Read Tortured Page 14


  And again.

  My knees gave out, but my hands grabbed onto the footboard before I could fall to the floor. Bracing myself, I buttressed my body against the bed to remain standing. He wasn’t saying a word, he hadn’t glanced back once, but I still felt his silent need for me to be strong.

  This wasn’t just torture he’d endured. This was something else. This was experimentation on the human soul, an effort to push it to its threshold before exterminating it. This was murder. A murder of one’s humanity.

  He stood there, arms at his sides, head turned, shoulders raised, letting me stare at him. Letting me see him exposed and vulnerable. He didn’t once waver or start to turn away. He trusted me with his darkness.

  I knew I could trust him with mine.

  “I never wanted you to see this.” His voice was hollow, far away sounding. “I never wanted you to see me like this.” He took a breath, his head turning slightly back. “Does it change how you think of me? What you think of me?”

  I didn’t wipe the tears away—they were the only part of me that didn’t feel numb. “No.”

  “Does seeing this make me less of a person?”

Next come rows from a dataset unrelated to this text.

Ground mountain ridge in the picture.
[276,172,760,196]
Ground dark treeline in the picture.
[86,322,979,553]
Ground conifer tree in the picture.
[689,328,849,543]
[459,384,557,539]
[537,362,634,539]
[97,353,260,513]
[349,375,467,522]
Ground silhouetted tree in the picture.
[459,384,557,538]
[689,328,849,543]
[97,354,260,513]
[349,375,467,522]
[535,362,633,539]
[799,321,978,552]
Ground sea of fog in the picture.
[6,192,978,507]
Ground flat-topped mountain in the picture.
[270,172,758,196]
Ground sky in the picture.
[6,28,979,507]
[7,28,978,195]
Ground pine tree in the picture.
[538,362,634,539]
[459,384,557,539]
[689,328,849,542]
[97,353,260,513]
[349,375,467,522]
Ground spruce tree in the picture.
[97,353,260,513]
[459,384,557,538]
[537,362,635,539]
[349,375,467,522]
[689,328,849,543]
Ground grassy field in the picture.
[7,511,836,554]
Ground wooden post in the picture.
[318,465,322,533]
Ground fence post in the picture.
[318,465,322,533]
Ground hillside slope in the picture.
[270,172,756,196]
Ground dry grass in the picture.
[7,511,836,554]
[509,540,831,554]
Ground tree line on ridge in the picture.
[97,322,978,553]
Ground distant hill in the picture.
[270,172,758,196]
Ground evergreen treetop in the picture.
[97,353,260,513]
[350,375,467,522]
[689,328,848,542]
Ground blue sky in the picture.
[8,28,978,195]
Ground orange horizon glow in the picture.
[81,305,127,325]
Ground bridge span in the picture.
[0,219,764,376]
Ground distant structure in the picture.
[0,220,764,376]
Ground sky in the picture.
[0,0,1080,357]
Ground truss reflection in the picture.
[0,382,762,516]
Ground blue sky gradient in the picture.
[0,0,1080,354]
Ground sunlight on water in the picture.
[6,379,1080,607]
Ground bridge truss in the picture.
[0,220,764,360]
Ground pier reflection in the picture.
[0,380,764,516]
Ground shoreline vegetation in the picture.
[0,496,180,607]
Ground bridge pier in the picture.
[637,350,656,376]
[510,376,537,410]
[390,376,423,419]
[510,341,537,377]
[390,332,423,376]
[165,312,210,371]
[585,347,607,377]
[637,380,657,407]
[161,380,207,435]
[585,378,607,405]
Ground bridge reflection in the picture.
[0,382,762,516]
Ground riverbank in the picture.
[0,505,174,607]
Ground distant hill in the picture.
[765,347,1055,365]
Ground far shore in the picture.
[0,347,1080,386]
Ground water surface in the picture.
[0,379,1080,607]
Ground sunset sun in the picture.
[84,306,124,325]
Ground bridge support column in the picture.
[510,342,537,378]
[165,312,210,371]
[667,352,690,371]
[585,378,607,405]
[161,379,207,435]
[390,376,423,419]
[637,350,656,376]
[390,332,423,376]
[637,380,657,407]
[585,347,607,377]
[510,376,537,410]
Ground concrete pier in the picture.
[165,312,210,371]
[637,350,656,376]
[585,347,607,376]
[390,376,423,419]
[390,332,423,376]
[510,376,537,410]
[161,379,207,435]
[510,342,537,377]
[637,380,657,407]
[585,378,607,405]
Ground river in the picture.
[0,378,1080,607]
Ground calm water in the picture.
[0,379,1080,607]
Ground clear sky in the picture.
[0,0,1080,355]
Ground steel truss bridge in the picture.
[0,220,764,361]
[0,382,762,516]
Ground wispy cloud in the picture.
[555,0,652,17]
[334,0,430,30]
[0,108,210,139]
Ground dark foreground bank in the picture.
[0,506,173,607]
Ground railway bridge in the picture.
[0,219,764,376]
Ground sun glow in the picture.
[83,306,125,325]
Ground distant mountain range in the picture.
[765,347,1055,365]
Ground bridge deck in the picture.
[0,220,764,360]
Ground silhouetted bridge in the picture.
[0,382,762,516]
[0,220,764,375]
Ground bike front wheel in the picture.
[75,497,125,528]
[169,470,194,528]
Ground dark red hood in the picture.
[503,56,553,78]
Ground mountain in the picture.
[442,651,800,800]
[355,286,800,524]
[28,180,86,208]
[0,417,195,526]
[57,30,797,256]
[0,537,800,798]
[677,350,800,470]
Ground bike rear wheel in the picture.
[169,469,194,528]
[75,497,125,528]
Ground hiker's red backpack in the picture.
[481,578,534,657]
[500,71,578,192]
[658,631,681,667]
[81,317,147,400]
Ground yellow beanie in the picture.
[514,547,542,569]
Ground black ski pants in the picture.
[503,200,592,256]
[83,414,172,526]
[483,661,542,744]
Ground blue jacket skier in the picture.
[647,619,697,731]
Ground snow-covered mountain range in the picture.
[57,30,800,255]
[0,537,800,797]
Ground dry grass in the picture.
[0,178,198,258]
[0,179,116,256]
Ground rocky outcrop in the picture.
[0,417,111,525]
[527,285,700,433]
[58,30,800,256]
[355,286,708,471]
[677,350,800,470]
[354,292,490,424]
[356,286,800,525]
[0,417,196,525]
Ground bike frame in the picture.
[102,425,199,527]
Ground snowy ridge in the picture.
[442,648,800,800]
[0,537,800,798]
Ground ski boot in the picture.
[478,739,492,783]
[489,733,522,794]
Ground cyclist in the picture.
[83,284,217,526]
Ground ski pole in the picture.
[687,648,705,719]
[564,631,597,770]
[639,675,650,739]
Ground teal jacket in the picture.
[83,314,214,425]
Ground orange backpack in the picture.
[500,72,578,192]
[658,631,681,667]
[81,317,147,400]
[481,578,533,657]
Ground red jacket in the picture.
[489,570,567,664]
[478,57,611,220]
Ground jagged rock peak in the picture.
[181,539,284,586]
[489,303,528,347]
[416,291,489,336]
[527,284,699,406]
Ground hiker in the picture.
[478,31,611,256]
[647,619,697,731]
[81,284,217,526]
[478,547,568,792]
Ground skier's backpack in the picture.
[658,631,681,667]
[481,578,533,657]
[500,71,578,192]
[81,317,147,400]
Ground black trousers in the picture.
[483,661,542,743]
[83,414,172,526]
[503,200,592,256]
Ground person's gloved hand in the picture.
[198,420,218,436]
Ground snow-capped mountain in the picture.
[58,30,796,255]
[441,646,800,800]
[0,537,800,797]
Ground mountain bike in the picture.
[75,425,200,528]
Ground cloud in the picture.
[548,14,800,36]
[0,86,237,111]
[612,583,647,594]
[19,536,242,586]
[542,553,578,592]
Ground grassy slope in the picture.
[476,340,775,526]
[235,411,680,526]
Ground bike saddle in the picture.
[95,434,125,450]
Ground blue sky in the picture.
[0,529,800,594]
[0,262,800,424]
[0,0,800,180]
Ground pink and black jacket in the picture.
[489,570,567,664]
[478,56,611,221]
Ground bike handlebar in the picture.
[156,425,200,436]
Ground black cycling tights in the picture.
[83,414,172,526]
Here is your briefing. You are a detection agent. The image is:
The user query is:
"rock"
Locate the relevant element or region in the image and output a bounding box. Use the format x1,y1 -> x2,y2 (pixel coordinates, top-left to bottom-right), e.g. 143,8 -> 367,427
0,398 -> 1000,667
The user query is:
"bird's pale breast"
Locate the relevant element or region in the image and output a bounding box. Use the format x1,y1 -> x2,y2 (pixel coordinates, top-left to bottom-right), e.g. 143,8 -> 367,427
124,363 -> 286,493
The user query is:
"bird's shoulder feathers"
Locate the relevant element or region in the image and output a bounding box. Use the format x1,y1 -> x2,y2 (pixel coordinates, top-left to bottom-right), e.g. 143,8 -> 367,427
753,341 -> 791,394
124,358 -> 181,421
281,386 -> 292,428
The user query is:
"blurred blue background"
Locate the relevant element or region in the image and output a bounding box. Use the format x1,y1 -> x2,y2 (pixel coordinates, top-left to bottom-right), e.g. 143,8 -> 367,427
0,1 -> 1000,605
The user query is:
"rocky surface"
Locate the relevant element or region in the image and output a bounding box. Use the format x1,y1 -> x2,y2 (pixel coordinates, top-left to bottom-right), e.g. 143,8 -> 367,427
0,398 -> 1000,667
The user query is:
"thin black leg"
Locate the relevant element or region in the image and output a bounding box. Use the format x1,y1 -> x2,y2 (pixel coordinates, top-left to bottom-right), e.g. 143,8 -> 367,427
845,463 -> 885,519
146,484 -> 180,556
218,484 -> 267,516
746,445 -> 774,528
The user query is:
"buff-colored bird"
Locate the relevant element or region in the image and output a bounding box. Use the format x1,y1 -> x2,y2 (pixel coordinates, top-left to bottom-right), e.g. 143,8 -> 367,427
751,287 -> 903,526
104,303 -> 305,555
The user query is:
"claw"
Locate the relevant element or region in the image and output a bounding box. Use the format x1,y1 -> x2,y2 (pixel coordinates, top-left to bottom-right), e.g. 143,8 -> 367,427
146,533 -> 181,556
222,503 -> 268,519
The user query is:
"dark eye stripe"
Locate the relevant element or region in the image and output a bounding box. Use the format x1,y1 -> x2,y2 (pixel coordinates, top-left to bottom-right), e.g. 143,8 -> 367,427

  I wanted to look away from his back, but I couldn’t. “No.”

  “It won’t make you less of a person either. It won’t change the way I see you.” Brecken started to turn, his eyes finding me before the rest of him made it around. “Our scars prove we’re strong. They testify to what we can endure. It’s not weakness carved into them—it’s strength.”

  His chest wasn’t marked up quite as badly as his back, but it still looked more pieced together than part of a whole. He’d left me as a whole man, been broken into pieces, then sewn back together.

  “I’m sorry.” The words tumbled out, inadequate and messy.

  Brecken was still clutching his phone, waiting for me. “Let’s stop feeling sorry for ourselves and start making those who did this to us sorry. Let’s make them sorry for not just taking away six years, but a whole entire life we’d counted on. Let’s make him sorry for putting a hand on you. God knows I’m going to make him sorry for the first time he put his hand on you, to this last time.”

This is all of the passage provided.